Along with right-of-ways, Augusta has more than 700 vacant lots it has to take care of and with grass 7-, 8, even 9-feet tall...you can see this is a growing problem.

So, the city is looking for a solution. The plan is to use chemicals, herbicides, to spray more than 2,000 acres of city rights-of-way and lots.

The spray wouldn't be designed to wipe out all the plants, but to slow the growth. "The goal is to keep the good grass - the Bahia- and Bermuda - and get rid of the other stuff, the unsightly stuff, the stuff that grows up quick but is hard on mowers and equipment...give you a good line of sight at intersections," said Johnson.

But, getting the program started with chemicals and a sprayer, and labor costs, would run more than $470,000.
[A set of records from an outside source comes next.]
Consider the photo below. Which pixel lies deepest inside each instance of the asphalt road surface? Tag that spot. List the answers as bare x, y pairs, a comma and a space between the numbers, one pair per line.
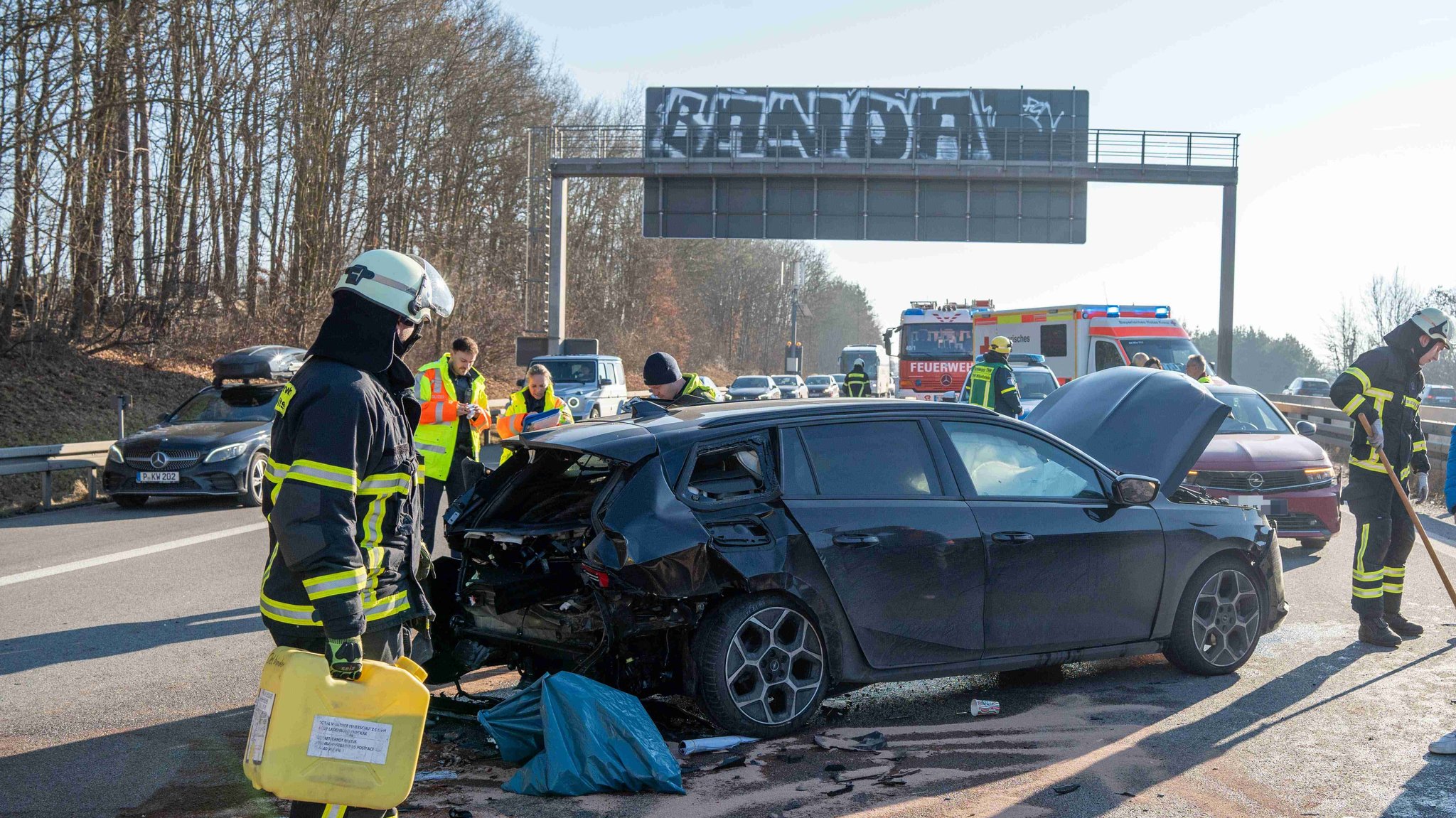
132, 645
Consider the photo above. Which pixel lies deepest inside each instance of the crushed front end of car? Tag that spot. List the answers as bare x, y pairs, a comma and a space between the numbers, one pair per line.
547, 578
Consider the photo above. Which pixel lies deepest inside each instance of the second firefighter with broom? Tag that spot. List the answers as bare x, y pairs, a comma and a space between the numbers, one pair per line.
1383, 387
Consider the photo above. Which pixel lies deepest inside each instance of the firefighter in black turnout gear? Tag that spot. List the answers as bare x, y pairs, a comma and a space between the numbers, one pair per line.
346, 564
992, 383
1383, 386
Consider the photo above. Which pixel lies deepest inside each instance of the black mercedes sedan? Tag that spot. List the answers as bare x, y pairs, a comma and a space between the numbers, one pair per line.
216, 443
762, 555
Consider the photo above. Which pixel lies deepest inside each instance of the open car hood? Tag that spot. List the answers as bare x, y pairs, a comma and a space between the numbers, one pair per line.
614, 440
1135, 419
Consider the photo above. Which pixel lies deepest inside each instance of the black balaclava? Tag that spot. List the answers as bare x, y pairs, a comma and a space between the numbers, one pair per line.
361, 334
1408, 340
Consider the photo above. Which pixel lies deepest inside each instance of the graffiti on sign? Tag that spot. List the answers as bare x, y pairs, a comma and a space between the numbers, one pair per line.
840, 123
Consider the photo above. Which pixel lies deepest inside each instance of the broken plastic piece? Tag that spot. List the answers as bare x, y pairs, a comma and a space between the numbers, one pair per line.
868, 743
985, 708
715, 744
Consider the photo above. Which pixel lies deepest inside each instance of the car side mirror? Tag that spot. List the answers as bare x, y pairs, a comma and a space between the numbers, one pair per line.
1133, 490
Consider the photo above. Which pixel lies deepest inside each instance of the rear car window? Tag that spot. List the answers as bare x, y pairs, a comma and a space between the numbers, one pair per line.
871, 459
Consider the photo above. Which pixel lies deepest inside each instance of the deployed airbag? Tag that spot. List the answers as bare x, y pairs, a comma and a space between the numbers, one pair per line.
579, 737
1135, 419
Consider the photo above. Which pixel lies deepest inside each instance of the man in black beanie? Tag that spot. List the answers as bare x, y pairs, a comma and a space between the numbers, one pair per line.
668, 382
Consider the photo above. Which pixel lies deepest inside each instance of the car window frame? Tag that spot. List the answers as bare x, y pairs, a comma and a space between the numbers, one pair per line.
938, 456
963, 475
774, 487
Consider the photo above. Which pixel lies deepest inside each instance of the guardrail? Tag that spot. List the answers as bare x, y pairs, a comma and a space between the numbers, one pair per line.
58, 458
1332, 427
92, 458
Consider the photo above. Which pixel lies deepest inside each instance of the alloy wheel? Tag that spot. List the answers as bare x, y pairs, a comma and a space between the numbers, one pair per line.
1226, 618
775, 665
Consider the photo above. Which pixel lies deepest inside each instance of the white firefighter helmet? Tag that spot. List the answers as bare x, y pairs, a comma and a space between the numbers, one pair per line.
402, 283
1433, 323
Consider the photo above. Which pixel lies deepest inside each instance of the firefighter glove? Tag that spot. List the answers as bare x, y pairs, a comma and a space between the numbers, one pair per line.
1378, 436
346, 657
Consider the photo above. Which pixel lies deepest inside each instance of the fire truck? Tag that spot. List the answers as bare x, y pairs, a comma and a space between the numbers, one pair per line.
1085, 338
936, 347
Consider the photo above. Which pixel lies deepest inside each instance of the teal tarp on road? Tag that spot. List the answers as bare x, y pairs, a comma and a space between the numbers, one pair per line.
579, 737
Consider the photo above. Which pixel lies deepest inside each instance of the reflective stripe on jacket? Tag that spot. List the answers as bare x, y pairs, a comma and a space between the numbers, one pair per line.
343, 505
511, 419
1383, 386
439, 416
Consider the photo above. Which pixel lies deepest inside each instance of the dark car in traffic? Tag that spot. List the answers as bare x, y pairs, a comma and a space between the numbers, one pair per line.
216, 443
751, 556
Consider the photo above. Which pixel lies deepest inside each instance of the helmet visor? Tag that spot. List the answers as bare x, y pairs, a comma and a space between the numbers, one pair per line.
434, 294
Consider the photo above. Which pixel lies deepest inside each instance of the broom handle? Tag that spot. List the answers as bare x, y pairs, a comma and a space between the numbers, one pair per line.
1415, 519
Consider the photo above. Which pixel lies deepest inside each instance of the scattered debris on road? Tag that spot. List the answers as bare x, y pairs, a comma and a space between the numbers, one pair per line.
868, 743
715, 744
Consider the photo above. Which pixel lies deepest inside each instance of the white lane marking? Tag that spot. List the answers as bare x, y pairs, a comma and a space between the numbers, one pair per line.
144, 551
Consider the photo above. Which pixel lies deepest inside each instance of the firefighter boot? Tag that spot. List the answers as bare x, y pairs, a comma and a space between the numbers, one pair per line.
1375, 632
1401, 626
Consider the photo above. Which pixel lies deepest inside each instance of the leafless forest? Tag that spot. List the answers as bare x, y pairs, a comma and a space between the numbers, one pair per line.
187, 176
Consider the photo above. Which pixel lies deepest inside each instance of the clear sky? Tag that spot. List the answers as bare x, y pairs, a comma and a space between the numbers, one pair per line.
1347, 114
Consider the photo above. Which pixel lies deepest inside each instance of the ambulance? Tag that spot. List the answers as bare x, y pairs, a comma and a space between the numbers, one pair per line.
1085, 338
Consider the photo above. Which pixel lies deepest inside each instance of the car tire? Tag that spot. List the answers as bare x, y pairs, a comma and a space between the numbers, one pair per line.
251, 495
1219, 619
761, 665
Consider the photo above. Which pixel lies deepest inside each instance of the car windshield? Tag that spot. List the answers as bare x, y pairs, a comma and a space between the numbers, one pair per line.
1034, 384
571, 372
237, 404
1171, 351
1251, 415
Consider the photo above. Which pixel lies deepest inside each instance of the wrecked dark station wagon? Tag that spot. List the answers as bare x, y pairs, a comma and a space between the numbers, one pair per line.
761, 556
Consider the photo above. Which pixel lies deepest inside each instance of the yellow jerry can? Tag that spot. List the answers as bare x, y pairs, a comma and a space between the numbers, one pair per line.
329, 741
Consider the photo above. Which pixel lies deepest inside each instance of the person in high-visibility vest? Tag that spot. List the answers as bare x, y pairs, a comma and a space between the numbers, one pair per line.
450, 390
530, 407
668, 382
992, 383
857, 382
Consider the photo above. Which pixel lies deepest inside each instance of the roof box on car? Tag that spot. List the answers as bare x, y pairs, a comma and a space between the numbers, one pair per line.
264, 362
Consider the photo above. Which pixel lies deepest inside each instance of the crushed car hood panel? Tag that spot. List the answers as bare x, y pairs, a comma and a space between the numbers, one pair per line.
1135, 419
615, 440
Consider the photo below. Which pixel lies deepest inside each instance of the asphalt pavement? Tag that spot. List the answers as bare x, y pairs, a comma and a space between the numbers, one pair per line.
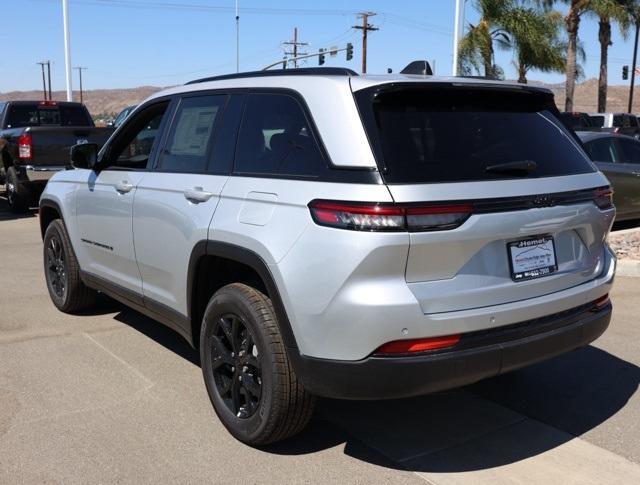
113, 397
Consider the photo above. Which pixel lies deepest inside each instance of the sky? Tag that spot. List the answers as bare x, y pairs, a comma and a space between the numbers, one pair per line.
129, 43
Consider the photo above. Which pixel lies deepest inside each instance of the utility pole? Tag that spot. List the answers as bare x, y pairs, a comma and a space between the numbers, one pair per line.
80, 69
633, 67
49, 77
294, 50
67, 47
44, 83
365, 27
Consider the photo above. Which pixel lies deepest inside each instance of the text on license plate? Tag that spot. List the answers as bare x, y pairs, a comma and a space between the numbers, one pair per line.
532, 258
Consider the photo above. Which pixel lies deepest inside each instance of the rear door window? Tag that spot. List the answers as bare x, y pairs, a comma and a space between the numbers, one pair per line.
190, 137
453, 135
276, 138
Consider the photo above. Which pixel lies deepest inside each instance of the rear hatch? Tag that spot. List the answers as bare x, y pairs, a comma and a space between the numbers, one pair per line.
51, 144
520, 211
53, 128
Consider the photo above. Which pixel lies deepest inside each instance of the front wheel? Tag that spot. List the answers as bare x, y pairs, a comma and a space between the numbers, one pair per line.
249, 378
62, 271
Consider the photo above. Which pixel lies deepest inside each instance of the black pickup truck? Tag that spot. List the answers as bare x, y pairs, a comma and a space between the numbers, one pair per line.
35, 137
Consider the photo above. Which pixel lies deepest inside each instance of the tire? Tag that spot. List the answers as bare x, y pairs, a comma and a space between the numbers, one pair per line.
17, 194
62, 272
246, 370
"The main questions is where are we going to find the funding to support [the plan]. That's going to be something we have to come up with," says Commissioner Wayne Guilfoyle, who chairs the Finance Committee.

But, would the public support using chemicals to cut the grass down to size? "I would be a little bit worried, because what's in it we don't know what's it is" says Terry.

Johnson says there would be "no sterilites" in the chemicals, so there would be no long term affects on plants, grasses, and weeds would still grow only at a slower rate.

The Engineering Services Committee wasn't sold on the proposal, accepting it only as information.